Chicot sah ihn kommen, wie der Jäger das Wild kommen sieht, indem er sich bereithält, danach zu schießen, sobald es in seinem Bereiche ist.

»He! ehrlicher Mann,« rief er aus seinem Loch, »deinen Blick hierher, bitte.«

Poulain bebte und wandte den Kopf dem Graben zu.

»Ihr habt mich gesehen, sehr gut!« fuhr Chicot fort. »Nehmt nun nicht die Miene an, als ob Ihr nichts bemerktet, Meister Nicolas . . . Poulain.«

Der Leutnant der Prevoté sprang wie ein Hirsch beim Schuß.

Indem Chicot dem Geängstigten bewies, daß er die Personen auf dem Balkon der Priorei kenne und wisse, daß der Leutnant an einer Verschwörung gegen den König teilnehme, und indem er ihm als unumgängliche Strafe den Tod am Galgen zeigte, machte er den Armen zum Wachs in seiner Hand. Als einziges Mittel, sein Leben zu retten, zeigte er ihm die Enthüllung des Komplotts gegenüber dem Herzog von Epernon.

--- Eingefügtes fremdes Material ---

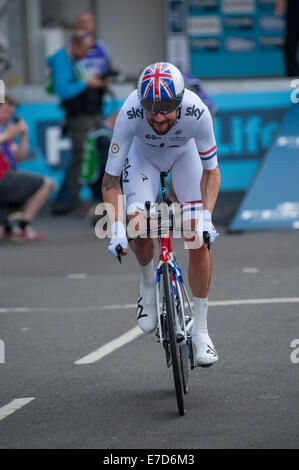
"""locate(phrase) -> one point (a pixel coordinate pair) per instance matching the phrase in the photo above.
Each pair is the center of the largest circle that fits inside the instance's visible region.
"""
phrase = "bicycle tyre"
(176, 369)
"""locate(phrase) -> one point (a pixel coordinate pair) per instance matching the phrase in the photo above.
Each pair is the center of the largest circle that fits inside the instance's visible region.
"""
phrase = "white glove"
(118, 237)
(208, 226)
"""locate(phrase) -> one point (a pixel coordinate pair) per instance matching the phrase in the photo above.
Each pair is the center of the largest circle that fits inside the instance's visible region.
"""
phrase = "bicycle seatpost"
(148, 216)
(206, 238)
(119, 250)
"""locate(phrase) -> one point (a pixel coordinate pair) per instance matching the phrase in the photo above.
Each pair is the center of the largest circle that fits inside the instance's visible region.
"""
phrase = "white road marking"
(111, 346)
(248, 270)
(90, 308)
(13, 406)
(219, 303)
(77, 276)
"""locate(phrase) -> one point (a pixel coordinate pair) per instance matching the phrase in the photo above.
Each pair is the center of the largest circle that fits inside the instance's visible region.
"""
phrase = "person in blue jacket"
(77, 88)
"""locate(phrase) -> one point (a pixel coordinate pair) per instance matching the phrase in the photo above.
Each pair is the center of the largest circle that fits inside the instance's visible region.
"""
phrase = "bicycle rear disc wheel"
(176, 366)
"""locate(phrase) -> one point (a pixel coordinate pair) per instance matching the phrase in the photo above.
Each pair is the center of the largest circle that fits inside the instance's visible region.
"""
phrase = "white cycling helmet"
(160, 88)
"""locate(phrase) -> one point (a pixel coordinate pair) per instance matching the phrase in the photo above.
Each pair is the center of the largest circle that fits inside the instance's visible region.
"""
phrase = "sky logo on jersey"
(208, 154)
(134, 113)
(194, 112)
(157, 83)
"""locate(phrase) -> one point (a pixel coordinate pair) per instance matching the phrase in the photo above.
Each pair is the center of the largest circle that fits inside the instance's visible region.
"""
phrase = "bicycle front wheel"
(176, 366)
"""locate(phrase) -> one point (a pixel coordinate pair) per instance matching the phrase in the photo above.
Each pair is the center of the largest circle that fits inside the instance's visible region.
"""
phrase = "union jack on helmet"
(160, 88)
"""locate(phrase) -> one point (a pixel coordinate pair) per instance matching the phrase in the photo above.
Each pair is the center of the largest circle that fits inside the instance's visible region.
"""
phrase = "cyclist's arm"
(210, 183)
(119, 148)
(111, 190)
(207, 149)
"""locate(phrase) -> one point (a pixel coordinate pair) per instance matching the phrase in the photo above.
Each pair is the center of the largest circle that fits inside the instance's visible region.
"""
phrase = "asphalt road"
(56, 306)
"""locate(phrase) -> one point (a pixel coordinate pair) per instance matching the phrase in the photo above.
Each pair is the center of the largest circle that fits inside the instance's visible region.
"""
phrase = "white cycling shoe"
(146, 309)
(204, 352)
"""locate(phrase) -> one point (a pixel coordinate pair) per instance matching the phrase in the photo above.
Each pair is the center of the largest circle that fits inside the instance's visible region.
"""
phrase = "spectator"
(75, 86)
(97, 59)
(291, 9)
(18, 189)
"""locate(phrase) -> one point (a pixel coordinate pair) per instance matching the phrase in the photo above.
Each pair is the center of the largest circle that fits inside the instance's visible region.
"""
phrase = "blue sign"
(273, 199)
(235, 38)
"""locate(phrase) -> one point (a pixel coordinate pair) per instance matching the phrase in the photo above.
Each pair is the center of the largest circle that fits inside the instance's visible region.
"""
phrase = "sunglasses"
(163, 107)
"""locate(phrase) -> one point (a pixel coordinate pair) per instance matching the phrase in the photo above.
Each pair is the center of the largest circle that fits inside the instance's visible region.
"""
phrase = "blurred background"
(235, 48)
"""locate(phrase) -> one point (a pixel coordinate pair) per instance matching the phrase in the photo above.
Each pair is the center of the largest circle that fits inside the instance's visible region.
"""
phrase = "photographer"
(22, 190)
(77, 88)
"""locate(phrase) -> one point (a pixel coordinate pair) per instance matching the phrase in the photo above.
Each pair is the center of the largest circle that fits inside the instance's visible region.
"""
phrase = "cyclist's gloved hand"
(208, 226)
(118, 237)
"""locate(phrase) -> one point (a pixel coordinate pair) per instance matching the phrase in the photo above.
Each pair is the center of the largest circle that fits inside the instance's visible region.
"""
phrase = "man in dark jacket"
(291, 10)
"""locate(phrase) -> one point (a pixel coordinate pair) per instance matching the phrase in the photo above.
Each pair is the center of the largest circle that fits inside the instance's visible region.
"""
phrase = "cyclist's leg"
(186, 176)
(188, 168)
(140, 184)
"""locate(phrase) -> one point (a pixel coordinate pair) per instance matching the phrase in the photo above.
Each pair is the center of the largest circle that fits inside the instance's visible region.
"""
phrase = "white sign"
(177, 51)
(55, 144)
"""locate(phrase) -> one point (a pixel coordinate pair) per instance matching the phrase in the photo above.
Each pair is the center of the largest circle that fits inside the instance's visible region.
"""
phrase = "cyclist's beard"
(163, 127)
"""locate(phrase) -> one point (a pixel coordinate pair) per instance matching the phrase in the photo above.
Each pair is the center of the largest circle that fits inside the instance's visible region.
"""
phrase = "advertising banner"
(273, 198)
(228, 38)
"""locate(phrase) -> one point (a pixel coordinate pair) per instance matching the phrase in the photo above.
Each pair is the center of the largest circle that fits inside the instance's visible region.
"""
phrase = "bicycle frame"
(166, 256)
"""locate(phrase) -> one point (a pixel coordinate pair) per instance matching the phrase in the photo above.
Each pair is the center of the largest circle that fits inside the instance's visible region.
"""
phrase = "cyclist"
(163, 126)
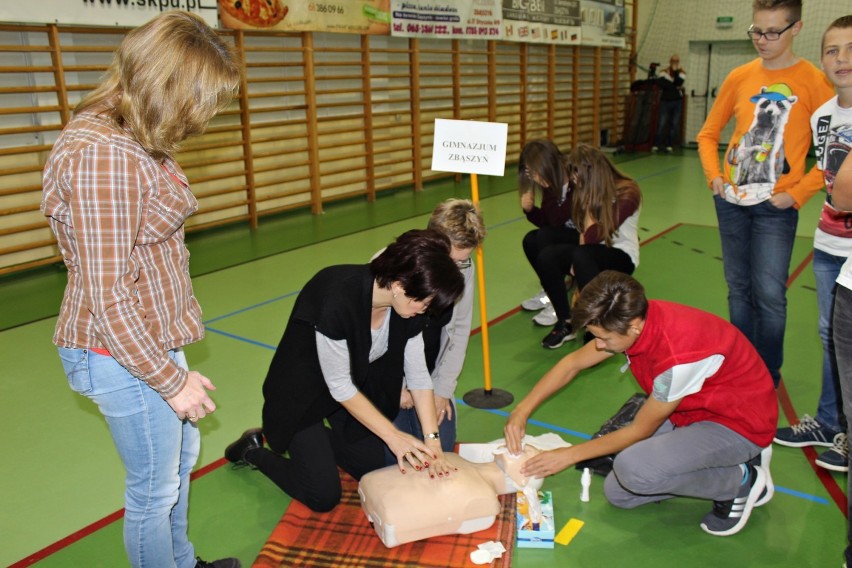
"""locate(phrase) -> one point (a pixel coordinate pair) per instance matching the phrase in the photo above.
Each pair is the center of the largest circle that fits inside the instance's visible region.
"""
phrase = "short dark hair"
(420, 261)
(611, 301)
(842, 23)
(793, 7)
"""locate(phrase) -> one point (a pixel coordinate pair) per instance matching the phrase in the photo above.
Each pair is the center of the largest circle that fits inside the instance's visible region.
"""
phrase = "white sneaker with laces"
(537, 302)
(546, 317)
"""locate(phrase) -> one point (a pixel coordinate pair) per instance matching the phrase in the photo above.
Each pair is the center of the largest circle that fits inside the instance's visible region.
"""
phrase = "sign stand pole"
(485, 397)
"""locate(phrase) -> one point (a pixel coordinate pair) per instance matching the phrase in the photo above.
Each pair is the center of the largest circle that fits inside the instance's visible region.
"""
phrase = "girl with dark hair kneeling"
(353, 334)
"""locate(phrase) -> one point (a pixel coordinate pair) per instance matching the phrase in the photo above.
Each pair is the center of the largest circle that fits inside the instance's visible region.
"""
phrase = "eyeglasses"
(755, 35)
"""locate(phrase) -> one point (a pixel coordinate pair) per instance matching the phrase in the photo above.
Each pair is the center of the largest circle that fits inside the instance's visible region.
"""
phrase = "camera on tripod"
(652, 70)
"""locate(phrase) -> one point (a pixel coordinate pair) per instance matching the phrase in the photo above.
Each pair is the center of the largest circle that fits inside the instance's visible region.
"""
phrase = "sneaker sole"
(769, 492)
(754, 494)
(790, 444)
(833, 467)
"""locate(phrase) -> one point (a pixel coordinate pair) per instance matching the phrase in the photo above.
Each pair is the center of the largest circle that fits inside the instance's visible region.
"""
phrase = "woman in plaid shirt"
(117, 202)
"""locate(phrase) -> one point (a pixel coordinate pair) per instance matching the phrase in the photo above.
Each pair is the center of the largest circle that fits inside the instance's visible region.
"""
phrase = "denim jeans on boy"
(826, 269)
(842, 329)
(757, 243)
(158, 452)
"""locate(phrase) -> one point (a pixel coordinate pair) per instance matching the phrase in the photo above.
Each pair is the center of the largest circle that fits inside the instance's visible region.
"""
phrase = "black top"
(336, 302)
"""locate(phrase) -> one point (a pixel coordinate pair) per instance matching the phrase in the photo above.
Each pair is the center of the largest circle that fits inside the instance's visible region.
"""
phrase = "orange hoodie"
(766, 153)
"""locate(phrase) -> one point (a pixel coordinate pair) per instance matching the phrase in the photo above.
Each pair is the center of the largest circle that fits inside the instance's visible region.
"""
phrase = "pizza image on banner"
(251, 13)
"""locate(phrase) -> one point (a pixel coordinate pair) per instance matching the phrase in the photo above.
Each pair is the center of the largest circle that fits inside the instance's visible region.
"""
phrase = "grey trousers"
(701, 460)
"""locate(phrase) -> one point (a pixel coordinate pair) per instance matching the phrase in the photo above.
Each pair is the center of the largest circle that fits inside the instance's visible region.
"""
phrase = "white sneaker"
(546, 317)
(537, 302)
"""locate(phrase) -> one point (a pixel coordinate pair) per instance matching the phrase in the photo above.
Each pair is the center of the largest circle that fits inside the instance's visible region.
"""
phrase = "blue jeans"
(757, 244)
(158, 452)
(826, 269)
(842, 324)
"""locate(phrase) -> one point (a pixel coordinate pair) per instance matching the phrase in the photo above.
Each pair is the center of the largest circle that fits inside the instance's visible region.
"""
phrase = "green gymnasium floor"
(61, 483)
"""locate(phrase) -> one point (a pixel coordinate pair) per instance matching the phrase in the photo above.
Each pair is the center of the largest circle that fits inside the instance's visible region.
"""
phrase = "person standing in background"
(117, 202)
(541, 166)
(670, 81)
(445, 336)
(762, 183)
(832, 132)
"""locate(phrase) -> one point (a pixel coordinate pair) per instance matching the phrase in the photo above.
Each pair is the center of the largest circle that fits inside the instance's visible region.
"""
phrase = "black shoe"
(729, 517)
(221, 563)
(561, 333)
(236, 453)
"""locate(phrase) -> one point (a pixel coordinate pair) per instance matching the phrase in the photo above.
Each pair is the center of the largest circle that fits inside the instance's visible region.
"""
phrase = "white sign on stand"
(469, 147)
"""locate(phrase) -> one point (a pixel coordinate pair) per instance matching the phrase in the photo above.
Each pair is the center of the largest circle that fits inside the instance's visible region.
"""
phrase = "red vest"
(740, 395)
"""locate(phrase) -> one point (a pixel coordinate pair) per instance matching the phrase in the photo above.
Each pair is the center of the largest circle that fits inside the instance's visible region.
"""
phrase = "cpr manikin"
(408, 507)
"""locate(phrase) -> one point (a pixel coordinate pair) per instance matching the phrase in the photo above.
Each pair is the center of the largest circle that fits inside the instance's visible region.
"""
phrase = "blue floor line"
(240, 338)
(248, 308)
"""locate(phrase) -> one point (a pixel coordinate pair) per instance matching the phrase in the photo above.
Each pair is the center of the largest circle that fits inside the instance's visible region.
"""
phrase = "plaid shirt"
(118, 216)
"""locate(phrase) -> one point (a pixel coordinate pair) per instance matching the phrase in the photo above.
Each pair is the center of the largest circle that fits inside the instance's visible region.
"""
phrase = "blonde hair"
(597, 187)
(461, 221)
(168, 78)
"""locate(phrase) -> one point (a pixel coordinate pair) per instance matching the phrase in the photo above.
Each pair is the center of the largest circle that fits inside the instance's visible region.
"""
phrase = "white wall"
(667, 26)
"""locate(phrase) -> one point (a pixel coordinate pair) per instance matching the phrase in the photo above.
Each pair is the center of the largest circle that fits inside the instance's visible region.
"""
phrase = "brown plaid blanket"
(344, 538)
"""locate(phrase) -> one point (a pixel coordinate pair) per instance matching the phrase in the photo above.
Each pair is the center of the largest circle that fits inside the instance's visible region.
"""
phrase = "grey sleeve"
(416, 373)
(334, 361)
(454, 340)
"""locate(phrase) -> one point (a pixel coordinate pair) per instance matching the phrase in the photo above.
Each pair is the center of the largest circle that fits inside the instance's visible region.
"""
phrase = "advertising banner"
(450, 19)
(542, 21)
(130, 13)
(603, 22)
(341, 16)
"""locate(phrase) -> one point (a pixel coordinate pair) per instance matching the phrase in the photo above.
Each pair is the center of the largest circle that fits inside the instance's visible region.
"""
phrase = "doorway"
(707, 66)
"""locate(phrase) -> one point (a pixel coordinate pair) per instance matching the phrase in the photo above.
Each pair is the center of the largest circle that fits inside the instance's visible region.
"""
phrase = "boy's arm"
(708, 137)
(800, 193)
(841, 191)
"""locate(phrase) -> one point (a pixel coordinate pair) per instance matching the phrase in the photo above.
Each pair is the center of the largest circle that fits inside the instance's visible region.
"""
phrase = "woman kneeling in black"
(353, 334)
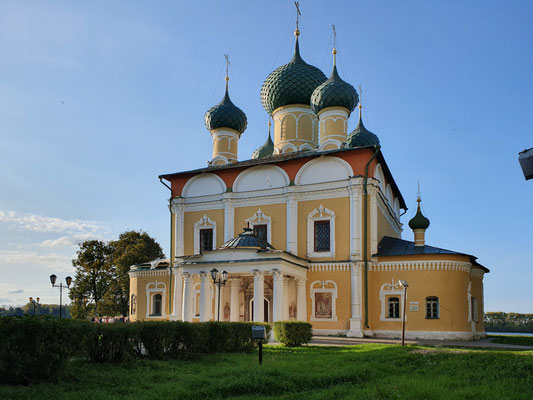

Willenlos versprach Poulain, diesen Verrat an seinen Genossen auszuführen.

Kaum hatte sich der Profoßleutnant entfernt, so sah Robert Briquet den vom Prior versprochenen Reisegenossen am verabredeten Platz sich einstellen. Er bemerkte aber beim Näherkommen bald, daß es nicht der kleine Mönch war, sondern ein wahrer Philister mit riesigen Armen und Beinen und einer höchst verdächtigen Physiognomie. Dieser überreichte einen Brief von Gorenflot, worin der Würdige erklärte, er könne Jacques, das junge unschuldige Lamm, nicht unter die Wölfe gehen lassen.

Kurz entschlossen schickte Briquet den unwillkommenen und gefährlichen Burschen, der sich nur knurrend abweisen ließ, dem Prior zurück, um lieber allein die Reise anzutreten.

Als unser Reisender den Goliath in der großen Pforte des Klosters verschwinden sah, verbarg er sich hinter einer Hecke, streifte sein Wams ab und zog das uns bekannte feine Panzerhemd unter seinem Linnenhemde an.

Sobald seine Toilette beendigt war, schritt er querfeldein, um wieder auf die Straße nach Charenton zu gelangen.